Judges Say Web Design Is 'Pure Speech' and That the State Can Compel It Anyway
The great Masterpiece Cakeshop debates of 2015–2018 could sometimes sound like the refrain from "Anything You Can Do (I Can Do Better)," with people on the baker's side insisting that creating and decorating a custom wedding cake is an expressive activity and thus protected conduct under the First Amendment, and people on the complainants' side insisting it's mere commercial activity and so proprietors cannot pick and choose which jobs to accept based on their moral convictions ("yes it is," "no it's not," "yes it is," "no it's not"). But yesterday, in a similar case, the U.S. Court of Appeals for the 10th Circuit chucked that criterion out the window and decreed that speech itself can be compelled by the state in the name of preventing discrimination against gays and lesbians.
In 303 Creative LLC v. Elenis, a divided three-judge panel found that designing a custom wedding website is "pure speech." Under Colorado's anti-discrimination law, the court noted, "Appellants are forced to create websites—and thus, speech—that they would otherwise refuse." This would seem to point to a win for the web designers who do not wish to use their creative skills to "celebrate and promote the couple's wedding and unique love story." But according to Judge Mary Beck Briscoe and Judge Michael Murphy, that fact is less important than the "compelling interest" the state of Colorado has in "protecting both the dignity interests of members of marginalized groups and their material interests in accessing the commercial marketplace."
The wildest thing about the decision is that it says giving a conscience-based exemption to a web design firm would "necessarily relegate LGBT consumers to an inferior market because Appellants' unique services are, by definition, unavailable elsewhere." The fact that "LGBT consumers may be able to obtain wedding-website design services from other businesses" is irrelevant. "The product at issue is not merely 'custom-made wedding websites,' but rather 'custom-made wedding websites of the same quality and nature as those made by Appellants.' In that market, only Appellants exist."
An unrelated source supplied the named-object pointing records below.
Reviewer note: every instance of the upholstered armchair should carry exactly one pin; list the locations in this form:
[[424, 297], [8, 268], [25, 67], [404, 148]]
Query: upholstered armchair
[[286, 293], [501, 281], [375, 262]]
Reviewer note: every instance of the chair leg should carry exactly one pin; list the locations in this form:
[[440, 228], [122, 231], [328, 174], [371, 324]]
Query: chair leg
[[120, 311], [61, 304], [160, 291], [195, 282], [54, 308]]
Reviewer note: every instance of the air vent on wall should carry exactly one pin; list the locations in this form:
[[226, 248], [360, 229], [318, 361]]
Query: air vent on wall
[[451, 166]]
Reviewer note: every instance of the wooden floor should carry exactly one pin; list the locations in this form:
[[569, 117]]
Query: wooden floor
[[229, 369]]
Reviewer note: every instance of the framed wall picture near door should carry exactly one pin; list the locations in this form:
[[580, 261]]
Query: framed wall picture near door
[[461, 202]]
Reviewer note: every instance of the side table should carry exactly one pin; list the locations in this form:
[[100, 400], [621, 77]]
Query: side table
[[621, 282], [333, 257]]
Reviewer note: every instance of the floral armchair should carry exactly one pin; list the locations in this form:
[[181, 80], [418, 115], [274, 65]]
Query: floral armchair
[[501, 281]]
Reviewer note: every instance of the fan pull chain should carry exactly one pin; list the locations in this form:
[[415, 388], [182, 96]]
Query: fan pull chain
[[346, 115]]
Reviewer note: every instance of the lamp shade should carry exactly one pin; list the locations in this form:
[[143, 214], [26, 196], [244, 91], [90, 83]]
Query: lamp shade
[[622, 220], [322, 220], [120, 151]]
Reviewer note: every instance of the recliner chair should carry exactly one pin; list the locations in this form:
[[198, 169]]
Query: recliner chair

As Ed Whelan pointed out at National Review, "it is difficult to imagine a ruling more hostile to free speech," since under this standard, every commercial artist would be classified as a monopolist (by definition, no one else can compete in his or her marketplace of one) subject to content regulation. It's as if the same expressive qualities that trigger the First Amendment are also being used to moot the First Amendment.
This decision is harrowing and worth objecting to on the merits. It also strikes me as exactly the kind of thing the U.S. Supreme Court might unanimously overturn. (UCLA law professor Eugene Volokh, who disagreed with me and many other libertarians about Masterpiece Cakeshop on the grounds that cake decoration doesn't qualify as speech, notes in a blog post that he co-filed an amicus brief on the side of the web designers in this case.) But even if the 10th Circuit's ruling doesn't stand—and I very much hope it won't—there is reason to be concerned about the way that cases like this can increase political radicalization and animus.
In a January survey of people who supported then–President Donald Trump in 2020, 89 percent said that "Christianity is under attack in America today." Asked how important it was for a politician to "support laws protecting religious liberty," seven in 10 gave it a five out of five; no other attribute was rated so highly by so many.
This is strong evidence that support for Trump was a reaction against something specific—namely, a sense that "people like them" are facing unjust assaults that require an extreme response on their part. The Supreme Court's ruling in favor of the baker in Masterpiece should have been a vindication of their rights, yet the situation* involving 303 Creative is, if anything, even more brazen.
The 45th president's critics have rightly faulted him for fomenting us vs. them division. The left's efforts to drive people of faith from the public square are just as morally deficient, and to the extent they push the right in a more authoritarian direction, they're only making our toxic politics worse.